La segunda de las razones para fijar la doctrina jurisprudencial indicada por el Tribunal consiste en que “lo anterior no justifica dirigir a los mencionados artículos reproche constitucional alguno, puesto que el legislador ha atendido las exigencias del principio de seguridad jurídica en las relaciones familiares y de estabilidad del estado civil determinado mediante el reconocimiento, especialmente en interés del reconocido, estableciendo los respectivos plazos de caducidad de un año (art. 136 CC) y cuatro años (art. 140.II CC), se trate o no de un reconocimiento de complacencia.”
Una tercera razón encuentra asidero en que “dado que no se trata de un reconocimiento «de conveniencia» o en fraude de ley, la regla nemo audiatur propriam turpitudinem allegans no puede valer para impedir al reconocedor de complacencia el ejercicio de la expresada acción de impugnación de la paternidad.”
Como cuarto argumento dice la Sala que “tampoco cabe invocar a dicho efecto lo que dispone el artículo 7.1 CC (doctrina de los actos propios), pues las cuestiones de estado civil son de orden público indisponible ( art. 1814 CC).”
Otro argumento, el quinto, señala que “como muestra una somera comparación de los artículos 737 y 741 CC, el reconocimiento es irrevocable; pero eso significa que el reconocedor no puede hacerlo ineficaz mediante una declaración de retractación. Es por tanto incorrecto calificar de revocación la ineficacia sobrevenida del reconocimiento, sea o no de complacencia, a consecuencia de haber prosperado la acción de impugnación de la paternidad por no ser el reconocedor el padre biológico del reconocido.”
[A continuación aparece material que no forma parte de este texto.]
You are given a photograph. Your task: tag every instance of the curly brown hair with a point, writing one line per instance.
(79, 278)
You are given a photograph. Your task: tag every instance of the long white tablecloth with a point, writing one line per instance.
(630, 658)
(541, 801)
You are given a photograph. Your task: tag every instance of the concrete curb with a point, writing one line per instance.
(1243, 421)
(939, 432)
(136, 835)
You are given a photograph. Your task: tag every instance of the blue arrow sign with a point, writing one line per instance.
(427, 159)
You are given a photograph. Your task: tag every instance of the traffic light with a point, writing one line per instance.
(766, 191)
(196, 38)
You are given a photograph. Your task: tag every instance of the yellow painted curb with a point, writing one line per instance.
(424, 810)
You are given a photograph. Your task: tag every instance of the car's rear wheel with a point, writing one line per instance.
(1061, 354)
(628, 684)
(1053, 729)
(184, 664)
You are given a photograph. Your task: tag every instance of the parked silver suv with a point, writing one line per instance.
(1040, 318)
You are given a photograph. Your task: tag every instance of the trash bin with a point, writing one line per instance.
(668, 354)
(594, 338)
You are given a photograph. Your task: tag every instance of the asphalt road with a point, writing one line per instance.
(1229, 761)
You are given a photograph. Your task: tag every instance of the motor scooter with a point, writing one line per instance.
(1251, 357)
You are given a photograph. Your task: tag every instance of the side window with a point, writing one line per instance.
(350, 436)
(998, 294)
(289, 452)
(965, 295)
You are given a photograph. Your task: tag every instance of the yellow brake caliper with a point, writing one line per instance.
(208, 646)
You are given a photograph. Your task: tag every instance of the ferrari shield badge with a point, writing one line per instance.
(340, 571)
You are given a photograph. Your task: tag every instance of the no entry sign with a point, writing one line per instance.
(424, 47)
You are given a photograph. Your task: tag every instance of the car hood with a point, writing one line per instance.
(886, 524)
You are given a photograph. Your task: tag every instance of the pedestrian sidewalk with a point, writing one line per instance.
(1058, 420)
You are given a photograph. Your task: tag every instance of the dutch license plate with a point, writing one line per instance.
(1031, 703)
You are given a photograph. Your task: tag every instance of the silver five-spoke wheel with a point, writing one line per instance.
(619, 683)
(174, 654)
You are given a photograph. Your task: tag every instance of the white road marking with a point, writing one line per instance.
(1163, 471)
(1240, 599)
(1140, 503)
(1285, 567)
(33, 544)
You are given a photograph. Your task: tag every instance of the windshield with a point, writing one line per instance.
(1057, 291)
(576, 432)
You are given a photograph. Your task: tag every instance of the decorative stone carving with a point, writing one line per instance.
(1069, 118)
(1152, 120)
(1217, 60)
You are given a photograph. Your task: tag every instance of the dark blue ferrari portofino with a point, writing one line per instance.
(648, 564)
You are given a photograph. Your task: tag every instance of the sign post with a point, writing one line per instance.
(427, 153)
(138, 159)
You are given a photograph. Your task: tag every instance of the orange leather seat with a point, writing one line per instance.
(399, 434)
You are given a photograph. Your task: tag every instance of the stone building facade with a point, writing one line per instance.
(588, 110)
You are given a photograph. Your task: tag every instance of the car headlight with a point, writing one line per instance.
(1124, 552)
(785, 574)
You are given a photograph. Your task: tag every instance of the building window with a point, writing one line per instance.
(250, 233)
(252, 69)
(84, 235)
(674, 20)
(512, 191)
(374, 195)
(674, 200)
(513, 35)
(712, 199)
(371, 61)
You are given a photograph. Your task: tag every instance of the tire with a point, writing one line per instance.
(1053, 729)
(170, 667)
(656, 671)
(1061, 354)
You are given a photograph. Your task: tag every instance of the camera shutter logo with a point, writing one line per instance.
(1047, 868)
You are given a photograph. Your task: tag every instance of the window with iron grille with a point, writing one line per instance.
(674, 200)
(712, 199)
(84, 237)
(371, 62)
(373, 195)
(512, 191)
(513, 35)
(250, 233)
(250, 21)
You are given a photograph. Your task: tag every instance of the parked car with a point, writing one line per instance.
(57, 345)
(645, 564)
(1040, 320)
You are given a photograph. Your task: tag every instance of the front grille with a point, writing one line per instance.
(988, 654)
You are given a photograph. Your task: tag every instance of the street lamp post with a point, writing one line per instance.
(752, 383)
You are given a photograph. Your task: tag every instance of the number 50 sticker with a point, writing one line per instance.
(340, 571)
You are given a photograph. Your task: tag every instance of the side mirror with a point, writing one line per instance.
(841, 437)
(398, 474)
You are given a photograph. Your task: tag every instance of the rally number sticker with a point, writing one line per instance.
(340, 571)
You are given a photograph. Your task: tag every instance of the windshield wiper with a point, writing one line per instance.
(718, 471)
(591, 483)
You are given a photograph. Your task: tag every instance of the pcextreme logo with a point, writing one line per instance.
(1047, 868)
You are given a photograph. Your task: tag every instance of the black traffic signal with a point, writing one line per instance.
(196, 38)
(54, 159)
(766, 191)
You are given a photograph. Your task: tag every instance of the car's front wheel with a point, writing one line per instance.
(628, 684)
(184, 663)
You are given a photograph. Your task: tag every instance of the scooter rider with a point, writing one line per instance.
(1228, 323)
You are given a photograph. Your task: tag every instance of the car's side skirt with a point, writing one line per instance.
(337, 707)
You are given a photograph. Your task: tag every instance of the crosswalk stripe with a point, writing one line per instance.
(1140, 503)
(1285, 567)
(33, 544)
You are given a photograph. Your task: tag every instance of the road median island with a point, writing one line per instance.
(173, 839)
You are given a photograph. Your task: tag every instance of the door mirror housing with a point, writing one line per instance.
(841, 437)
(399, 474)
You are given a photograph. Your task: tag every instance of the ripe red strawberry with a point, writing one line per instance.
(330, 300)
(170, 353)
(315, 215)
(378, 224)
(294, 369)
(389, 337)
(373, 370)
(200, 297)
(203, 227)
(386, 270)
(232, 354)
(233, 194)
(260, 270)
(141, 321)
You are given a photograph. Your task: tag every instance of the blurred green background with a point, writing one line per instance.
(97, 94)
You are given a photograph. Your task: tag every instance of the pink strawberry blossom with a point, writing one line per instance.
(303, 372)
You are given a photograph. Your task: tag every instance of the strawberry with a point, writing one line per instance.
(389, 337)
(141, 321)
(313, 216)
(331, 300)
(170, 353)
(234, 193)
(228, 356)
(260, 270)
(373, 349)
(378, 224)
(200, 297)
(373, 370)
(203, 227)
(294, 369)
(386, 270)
En el sexto motivo argumenta la Sala de lo Civil que “es cierto que el artículo 8.1 de la Ley 14/2006, de 26 de mayo, sobre técnicas de reproducción asistida, prohíbe impugnar su paternidad al marido que haya prestado consentimiento formal, previo y expreso a la fecundación de su mujer con contribución de donante o donantes; pero la diferencia entre ese tipo de casos y los reconocimientos de complacencia de la paternidad es clara y decisiva: el reconocedor de complacencia es ajeno a la decisión de la madre de engendrar al que será reconocido por aquél.”
El último razonamiento empleado por el alto Tribunal consiste en afirmar que “no sobrará añadir, en fin, que no parece justa una visión general de los reconocedores de complacencia como personas frívolas o inconstantes, cuyos caprichosos cambios de opinión no pueda el Derecho tolerar: a las que deba privárseles de toda posibilidad de reconstruir su vida afectiva y familiar, aunque se haya quebrado la convivencia con la madre del reconocido a pesar de lo que, en la normalidad de los casos, preveían y deseaban que ocurriera. La solución de que, aun siendo reconocedores de complacencia, puedan tener esa posibilidad abierta durante los breves plazos de caducidad establecidos con carácter general en los artículos 136 y 140.II CC, nos parece una solución moderada, que conjuga adecuadamente los intereses en juego.” Por ello, en definitiva el alto Tribunal estima el recurso de casación.”